What does and doesn’t freeze Trump’s student loan interest

President Trump announced yesterday that he would freeze interest on student loans as part of his declaration of national emergency regarding the coronavirus outbreak. But with few details provided in its public announcement, student loan borrowers are wondering what exactly this means to them.

Here’s what President Trump’s student loan interest rate freeze would do:

  • Interest accrued on certain federal student loans will be frozen. This means that no further interest will accrue on certain federal student loans in the future.
  • The interest freeze on student loans will only apply to student loans ”held by federal government agenciesSuch as the US Department of Education and its contracted student loan service providers.
  • The interest freeze on student loans is temporary, but will continue indefinitely until the policy is changed.
  • The interest freeze on student loans will be implemented automatically, probably in the coming week (although the exact timeline is unclear).

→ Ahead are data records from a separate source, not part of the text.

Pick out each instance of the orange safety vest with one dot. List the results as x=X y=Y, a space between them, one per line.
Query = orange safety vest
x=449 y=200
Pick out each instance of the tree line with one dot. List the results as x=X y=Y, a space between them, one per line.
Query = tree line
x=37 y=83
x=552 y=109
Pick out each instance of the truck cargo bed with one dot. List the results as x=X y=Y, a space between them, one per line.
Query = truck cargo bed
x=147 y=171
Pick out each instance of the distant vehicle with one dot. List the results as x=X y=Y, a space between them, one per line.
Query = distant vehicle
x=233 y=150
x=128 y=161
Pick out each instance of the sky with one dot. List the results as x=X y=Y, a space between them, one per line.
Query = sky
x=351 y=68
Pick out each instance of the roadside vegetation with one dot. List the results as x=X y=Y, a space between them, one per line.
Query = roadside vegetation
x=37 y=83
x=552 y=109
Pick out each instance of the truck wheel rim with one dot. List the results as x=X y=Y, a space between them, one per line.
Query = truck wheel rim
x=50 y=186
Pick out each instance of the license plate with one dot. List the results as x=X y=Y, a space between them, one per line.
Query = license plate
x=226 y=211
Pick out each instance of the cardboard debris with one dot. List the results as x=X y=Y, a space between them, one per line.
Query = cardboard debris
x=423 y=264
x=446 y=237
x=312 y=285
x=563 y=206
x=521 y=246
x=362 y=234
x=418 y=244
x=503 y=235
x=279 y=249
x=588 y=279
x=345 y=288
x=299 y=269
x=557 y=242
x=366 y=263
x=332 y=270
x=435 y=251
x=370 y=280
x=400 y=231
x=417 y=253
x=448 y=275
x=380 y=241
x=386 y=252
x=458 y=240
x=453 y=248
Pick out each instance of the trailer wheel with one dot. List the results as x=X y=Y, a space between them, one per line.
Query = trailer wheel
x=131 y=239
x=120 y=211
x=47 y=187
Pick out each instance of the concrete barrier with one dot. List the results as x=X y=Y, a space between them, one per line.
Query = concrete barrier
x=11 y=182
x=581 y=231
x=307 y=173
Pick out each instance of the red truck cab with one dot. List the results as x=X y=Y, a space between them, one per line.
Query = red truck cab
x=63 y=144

While some applauded the president’s decision, there are a lot of things the declaration of national emergency does not To do:

  • Private student loans are not covered by the interest freeze because these loans are not held by agencies of the US federal government.
  • Some federally guaranteed student loans, such as federal Perkins loans and FFEL program loans, may not be subject to the interest freeze if they are not held by an agency of the federal government (which is the case for many of these loans).
  • Borrowers must continue to pay their normal monthly payments on all student loans. Your monthly payment amount will not change and your payments will not be suspended. To be absolutely clear: the president’s statement does not include any relief from the student loan payment, whatsoever.
  • For student loan borrowers who have already accrued significant unfunded interest (such as borrowers with income-tested repayment plans), all unpaid interest will still need to be paid first, before a payment is made. applied to the principal. This is required under federal regulations and the promissory notes underlying federal student loans, and President Trump’s statement does not change these conditions.
  • For defaulting student loan borrowers, the so-called “forced collections” will continue. This means that student loan borrowers will still be subject to administrative wage garnishment, set-off of Social Security payments, and involuntary garnishment of federal and state tax refunds.

Ultimately, while President Trump’s interest rate freeze will suspend growth in the balance (or, in some cases, temporarily reduce the cost of repayment), student loan borrowers who are grappling with a loss of income or wages due to the coronavirus epidemic do not receive any direct student loans. reduction of the national emergency declaration.